• DOLAR 32.381
  • EURO 35.004
  • ALTIN 2326.06
  • ...

Maltepe’de sayılan oyların akıbeti hemen her gün değişkenlik gösterse de dün itibarıyla Ak Partinin İstanbul seçimiyle ilgili olağanüstü itiraz dilekçesi söz konusuydu. Elbette geçerli olan gerekçelerle beraber.

Peki, gerekçeler seçimi iptal edecek derecede kuvvetli veya geçerli mi diye sorulacak olursa basın yayında yaygın olan kanaat, gerekçelerin kuvvetli olamadığına dairdir. O zaman Ak Parti neden itirazda bulunuyor? Kendilerine soracak olursanız, bunun kanuni bir hak olduğu ve yapılmasından gocunulmaması gerektiğidir.

Seçimden bu yana Sayın Yıldırım yaptığı son açıklamada ‘İmamoğlu’nun da kendisi gibi sakin sakin oturup sonucu beklemesini’ ifade etmişti.  Yani yaramaz çocuk olmaktansa uslu çocuk olmasını tembihlemişti.

Ak Parti “itiraz” etmesini eleştirenlere “itiraz” bir haktır, bu hakkı kullanmak ayıplanmamalı demeye getiriyor. Doğrudur, itiraz da seçime bağlı bir haktır. Yapılması da haktır. Fakat her hakkı ifa etmek bir hak mıdır diye düşünmek daha doğru olmaz mı? Baksanıza olan halka ve hayat standartlarına oluyor. Zamlar peşpeşe yapılmaya devam ederken ekonomik gelişmeler, sosyal hayatın ve piyasanın normal seyrine dönmesi dahi hep İstanbul seçimlerinin sonucuna bakakalmış vaziyette.

Bu sürüncemeden hükümet artık kurtulup işine odaklanmalıyken halkı da aynı strese sürükleyecek yaklaşımdan bir an önce CHP ile beraber uzaklaşmalıdır ki stressiz bir sosyal hayat devam edebilsin.

YSK da bu gerginlikten kurtulmanın olgunluğunu gösteren kararlarını verebilir pozisyondayken kanuni prosedürler işi uzattıkça uzatıyor. Maltepe’de oylar sayılacak, ilçe oy pusulası oluşturulacak, ilde de birleştirme tutanakları hazırlanacak. En çok o alana mazbata verilecek, cek cek cek…

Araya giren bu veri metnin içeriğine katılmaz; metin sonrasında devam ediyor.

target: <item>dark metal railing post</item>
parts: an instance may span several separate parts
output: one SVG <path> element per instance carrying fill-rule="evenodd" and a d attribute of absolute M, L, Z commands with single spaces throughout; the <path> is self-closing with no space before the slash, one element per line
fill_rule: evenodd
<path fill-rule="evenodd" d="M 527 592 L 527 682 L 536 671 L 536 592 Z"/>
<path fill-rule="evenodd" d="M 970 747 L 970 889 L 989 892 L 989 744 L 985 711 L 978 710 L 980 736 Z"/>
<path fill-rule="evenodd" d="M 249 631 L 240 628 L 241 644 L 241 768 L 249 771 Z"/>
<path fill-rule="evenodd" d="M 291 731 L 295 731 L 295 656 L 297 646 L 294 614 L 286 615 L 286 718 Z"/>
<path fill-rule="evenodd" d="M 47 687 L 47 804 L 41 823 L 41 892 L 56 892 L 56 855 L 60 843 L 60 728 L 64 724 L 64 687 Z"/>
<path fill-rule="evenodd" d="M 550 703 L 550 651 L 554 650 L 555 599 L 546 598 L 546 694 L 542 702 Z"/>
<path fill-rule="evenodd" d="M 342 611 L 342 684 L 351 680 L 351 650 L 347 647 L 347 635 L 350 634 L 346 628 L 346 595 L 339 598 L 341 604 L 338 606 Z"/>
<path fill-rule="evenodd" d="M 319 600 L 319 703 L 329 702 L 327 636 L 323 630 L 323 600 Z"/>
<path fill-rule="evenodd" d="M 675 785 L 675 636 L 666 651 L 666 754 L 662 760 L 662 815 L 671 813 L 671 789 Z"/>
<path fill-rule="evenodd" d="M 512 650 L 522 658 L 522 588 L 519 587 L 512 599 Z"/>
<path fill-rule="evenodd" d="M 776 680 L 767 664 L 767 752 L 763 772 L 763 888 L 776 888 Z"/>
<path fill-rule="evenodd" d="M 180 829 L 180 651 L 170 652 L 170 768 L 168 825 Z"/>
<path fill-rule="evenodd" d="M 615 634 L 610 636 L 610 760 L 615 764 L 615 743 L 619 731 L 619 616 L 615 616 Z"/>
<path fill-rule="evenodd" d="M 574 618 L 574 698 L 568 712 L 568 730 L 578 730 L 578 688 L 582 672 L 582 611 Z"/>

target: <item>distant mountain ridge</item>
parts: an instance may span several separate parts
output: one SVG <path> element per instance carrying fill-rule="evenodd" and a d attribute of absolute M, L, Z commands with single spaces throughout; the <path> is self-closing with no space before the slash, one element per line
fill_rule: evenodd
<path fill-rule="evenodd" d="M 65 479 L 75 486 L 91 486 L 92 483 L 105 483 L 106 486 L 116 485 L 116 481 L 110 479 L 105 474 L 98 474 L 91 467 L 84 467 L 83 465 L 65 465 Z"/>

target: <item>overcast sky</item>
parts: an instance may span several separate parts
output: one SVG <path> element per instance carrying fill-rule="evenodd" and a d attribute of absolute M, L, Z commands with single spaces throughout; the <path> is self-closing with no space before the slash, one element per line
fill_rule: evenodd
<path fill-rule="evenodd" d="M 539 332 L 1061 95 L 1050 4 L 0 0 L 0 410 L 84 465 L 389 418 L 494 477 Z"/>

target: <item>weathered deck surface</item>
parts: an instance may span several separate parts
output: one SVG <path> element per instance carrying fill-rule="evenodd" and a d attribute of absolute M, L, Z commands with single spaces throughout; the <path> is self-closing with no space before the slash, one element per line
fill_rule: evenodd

Dolayısıyla her seçim sürecinde itiraz mekanizması bu derece uygulanmasa da bu seçim döneminde bu mekanizma biraz fazla ciddiye alındı. Bunun bir nedeninin de parti il/ilçe teşkilatlarının kendilerini meşrulaştırmak için bu süreci kullandıkları haberleri de dolaşıyor. Buna göre teşkilatların aslında genel merkeze karşı çok çalıştıkları imajı vererek haklarının çalınarak ellerinden alındığına dair gösterdikleri olağanüstü çabalar(!) var. Yani kendilerini ispat etme girişimleri. Başarısızlıklarını örtme çabaları…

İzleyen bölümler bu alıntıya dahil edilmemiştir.